Monday, Feb. 13, 1956
The Strength of Coalition
In the lexicon of political cliches none is more grimily thumbed than "the weakness of coalitions." And that is odd. considering how many of the great actions of history, from Themistocles to Marlborough to Eisenhower, were won by coalitions.
Perhaps coalitions have something beyond mere weight of numbers to balance their obvious disadvantages. A single nation can act and fight in the name of its immediate interest; with coalitions the common purpose tends to be more sublimated and often to partake of concern (real or assumed) for justice. An alliance is not as weak as its weakest link; sometimes the whole becomes much stronger than the sum of the parts because the members reach toward each other through their best aspects.

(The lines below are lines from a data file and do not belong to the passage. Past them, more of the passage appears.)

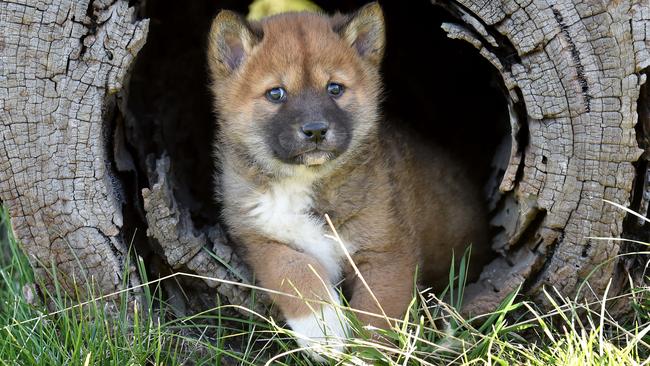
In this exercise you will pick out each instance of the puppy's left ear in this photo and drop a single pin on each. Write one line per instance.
(365, 32)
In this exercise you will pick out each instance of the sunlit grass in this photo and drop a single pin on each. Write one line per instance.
(138, 331)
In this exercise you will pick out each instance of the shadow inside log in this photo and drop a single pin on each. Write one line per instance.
(438, 86)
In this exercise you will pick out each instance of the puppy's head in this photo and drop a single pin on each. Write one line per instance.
(297, 89)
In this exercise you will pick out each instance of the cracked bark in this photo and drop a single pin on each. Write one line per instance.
(573, 73)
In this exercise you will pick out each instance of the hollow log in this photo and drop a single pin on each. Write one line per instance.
(98, 153)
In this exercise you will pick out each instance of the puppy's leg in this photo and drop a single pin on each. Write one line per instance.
(390, 277)
(284, 269)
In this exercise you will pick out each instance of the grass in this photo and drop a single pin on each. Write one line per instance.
(433, 331)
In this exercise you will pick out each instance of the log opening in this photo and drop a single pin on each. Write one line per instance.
(439, 86)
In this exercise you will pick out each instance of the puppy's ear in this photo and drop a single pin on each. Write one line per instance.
(364, 31)
(231, 41)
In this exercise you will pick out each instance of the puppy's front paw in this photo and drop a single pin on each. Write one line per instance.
(325, 331)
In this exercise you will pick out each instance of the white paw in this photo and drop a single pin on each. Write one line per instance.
(324, 332)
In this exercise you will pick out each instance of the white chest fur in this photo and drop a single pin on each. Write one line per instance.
(283, 213)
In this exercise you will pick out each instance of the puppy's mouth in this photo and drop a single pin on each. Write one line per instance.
(314, 157)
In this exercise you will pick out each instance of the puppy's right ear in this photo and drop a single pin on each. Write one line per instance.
(231, 41)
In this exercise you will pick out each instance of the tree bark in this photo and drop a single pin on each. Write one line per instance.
(74, 163)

Britain of late has been playing the international game with a great show of practicality. The present national temper --or at least the mood of press and politicians--deplores the expression of principle in politics. When last week's conference between President Eisenhower and Prime Minister Eden produced the Washington Declaration (see next page), politically sophisticated Britons assumed that the text was the work of moralizing Americans. A British Foreign Office official read it. and explained that the declaration was addressed to Asians and Africans: "A simple reminder for simple-minded people." Journalist Randolph Churchill called it "pompous."
In actual fact, the idea of the Washington Declaration was Eden's. He brought the basic draft with him. and the final document must be credited much more to him than to any U.S. source. Although a man of principle, he cannot speak that language in the House of Commons. It is not done. But Britain is a nation of political principle as well as practicality.
The Washington Declaration gave Eden and Britain a chance to break through the inhibitions of the antimoralists and speak with their own voice. The U.S. is honored to be the signatory of a document, drafted by an ally, that expresses the U.S. attitude toward the moral issue raised by Communism perhaps more clearly and forcefully than any American ever expressed it.